A computer components & hardware forum. HardwareBanter

If this is your first visit, be sure to check out the FAQ by clicking the link above. You may have to register before you can post: click the register link above to proceed. To start viewing messages, select the forum that you want to visit from the selection below.

Go Back   Home » HardwareBanter forum » Processors » General
Site Map Home Register Authors List Search Today's Posts Mark Forums Read Web Partners

65nm news from Intel



 
 
Thread Tools Display Modes
  #221  
Old October 4th 04, 04:29 PM
Robert Redelmeier
external usenet poster
 
Posts: n/a
Default

In comp.sys.ibm.pc.hardware.chips Peter Boyle wrote:
On Mon, 4 Oct 2004, Robert Redelmeier wrote:
Code type matters.

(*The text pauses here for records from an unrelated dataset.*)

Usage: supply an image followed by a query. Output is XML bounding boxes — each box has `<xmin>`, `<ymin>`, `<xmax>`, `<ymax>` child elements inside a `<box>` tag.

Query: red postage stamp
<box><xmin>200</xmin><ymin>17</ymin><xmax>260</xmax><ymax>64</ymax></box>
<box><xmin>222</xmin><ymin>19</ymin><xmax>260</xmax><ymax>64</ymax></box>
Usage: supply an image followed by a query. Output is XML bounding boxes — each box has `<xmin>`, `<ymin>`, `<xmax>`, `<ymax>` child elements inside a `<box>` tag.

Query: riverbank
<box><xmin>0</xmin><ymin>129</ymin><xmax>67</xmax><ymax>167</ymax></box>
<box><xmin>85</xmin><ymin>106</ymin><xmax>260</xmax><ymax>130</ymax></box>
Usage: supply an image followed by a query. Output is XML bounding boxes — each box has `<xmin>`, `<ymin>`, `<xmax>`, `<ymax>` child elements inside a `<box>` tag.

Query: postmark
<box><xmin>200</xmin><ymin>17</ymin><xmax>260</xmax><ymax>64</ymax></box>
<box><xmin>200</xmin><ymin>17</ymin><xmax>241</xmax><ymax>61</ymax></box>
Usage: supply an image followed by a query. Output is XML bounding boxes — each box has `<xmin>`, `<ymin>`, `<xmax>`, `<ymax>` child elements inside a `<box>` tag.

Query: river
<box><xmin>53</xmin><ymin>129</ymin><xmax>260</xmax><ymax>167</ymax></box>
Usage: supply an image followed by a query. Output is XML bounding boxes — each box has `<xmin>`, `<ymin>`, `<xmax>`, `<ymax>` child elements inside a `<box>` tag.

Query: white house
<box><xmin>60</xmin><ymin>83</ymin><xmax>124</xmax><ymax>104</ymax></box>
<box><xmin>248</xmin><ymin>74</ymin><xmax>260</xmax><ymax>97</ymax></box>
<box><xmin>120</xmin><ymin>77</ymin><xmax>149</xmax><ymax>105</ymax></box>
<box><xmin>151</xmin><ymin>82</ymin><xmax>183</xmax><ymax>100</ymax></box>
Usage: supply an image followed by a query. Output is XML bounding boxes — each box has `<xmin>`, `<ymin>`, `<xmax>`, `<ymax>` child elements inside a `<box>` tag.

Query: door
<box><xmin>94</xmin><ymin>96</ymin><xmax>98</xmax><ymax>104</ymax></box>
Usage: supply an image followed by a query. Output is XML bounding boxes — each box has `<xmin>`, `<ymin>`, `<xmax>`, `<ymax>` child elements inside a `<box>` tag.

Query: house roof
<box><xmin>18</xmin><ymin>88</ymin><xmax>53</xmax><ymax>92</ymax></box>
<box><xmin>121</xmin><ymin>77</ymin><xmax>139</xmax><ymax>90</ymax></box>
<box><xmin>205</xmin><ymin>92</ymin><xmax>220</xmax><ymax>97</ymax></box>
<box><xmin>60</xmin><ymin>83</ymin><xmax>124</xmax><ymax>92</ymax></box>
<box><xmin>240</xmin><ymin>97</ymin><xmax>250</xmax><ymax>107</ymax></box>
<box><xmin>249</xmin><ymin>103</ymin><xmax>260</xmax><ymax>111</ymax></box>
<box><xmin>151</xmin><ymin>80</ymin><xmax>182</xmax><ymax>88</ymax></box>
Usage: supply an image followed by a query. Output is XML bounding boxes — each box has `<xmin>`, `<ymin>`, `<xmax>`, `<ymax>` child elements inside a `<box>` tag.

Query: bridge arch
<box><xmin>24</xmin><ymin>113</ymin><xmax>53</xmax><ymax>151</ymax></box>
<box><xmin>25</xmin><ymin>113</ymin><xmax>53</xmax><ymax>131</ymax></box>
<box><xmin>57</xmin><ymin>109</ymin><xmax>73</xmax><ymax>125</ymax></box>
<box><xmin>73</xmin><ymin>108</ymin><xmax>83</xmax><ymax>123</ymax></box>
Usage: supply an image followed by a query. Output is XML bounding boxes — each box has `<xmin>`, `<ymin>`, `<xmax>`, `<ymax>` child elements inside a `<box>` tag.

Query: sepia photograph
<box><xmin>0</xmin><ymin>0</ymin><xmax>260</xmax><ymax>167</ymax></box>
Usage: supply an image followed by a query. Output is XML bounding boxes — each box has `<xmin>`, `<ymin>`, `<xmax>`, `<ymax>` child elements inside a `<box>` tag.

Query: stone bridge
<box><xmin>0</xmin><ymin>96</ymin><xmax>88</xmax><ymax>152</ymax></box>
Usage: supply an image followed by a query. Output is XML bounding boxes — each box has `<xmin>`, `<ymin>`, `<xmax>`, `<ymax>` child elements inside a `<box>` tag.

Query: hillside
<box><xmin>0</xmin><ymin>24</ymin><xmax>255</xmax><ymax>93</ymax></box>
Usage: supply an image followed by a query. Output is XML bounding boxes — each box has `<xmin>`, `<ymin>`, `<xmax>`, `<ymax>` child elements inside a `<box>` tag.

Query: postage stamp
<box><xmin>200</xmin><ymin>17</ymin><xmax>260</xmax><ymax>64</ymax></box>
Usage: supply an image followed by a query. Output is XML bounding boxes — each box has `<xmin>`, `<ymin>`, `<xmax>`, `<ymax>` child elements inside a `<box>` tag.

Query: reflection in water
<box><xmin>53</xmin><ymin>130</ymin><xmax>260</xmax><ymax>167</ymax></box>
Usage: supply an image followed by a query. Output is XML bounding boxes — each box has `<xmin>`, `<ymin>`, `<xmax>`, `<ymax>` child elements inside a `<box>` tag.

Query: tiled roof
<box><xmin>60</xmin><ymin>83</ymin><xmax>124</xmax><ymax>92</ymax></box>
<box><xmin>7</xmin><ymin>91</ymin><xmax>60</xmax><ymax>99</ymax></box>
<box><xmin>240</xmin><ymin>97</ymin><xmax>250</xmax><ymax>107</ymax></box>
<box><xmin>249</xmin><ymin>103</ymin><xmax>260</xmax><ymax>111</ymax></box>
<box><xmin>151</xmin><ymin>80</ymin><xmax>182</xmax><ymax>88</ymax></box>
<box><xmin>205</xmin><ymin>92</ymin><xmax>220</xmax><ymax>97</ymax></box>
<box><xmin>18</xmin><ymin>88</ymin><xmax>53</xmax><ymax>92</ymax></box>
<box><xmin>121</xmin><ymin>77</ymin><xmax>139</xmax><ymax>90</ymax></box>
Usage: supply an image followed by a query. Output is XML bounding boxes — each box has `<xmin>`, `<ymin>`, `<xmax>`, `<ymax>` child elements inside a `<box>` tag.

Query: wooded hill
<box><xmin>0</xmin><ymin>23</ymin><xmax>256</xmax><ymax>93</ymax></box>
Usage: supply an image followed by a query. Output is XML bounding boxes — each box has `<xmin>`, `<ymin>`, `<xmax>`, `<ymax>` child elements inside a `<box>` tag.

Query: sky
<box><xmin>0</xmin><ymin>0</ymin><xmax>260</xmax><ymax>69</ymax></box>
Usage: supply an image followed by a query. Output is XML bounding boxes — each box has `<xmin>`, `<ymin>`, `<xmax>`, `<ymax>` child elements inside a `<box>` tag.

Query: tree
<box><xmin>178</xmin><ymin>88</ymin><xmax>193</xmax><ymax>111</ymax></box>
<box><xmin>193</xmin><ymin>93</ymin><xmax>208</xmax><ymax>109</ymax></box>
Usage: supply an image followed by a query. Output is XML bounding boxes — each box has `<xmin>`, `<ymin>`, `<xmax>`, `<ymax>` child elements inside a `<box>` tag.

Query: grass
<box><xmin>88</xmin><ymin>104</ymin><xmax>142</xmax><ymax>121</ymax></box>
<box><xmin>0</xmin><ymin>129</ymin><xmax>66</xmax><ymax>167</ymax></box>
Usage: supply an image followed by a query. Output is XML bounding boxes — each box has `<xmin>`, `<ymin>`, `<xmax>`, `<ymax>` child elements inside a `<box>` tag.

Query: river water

SMT is best for continuing work during
the ~300 clock memory fetch latency.


What is the evidence to back up this claim?


Logic. When else can SMT really do net increased work?
If you want to test, run some pointer-chasers.

I would however claim that functional units are almost free,


This is getting more and more true as caches grow, but only
from an areal perspective. A multiplier still sucks back a
huge amount of power and tosses it as heat.

CMP will also help the former [bandwidth].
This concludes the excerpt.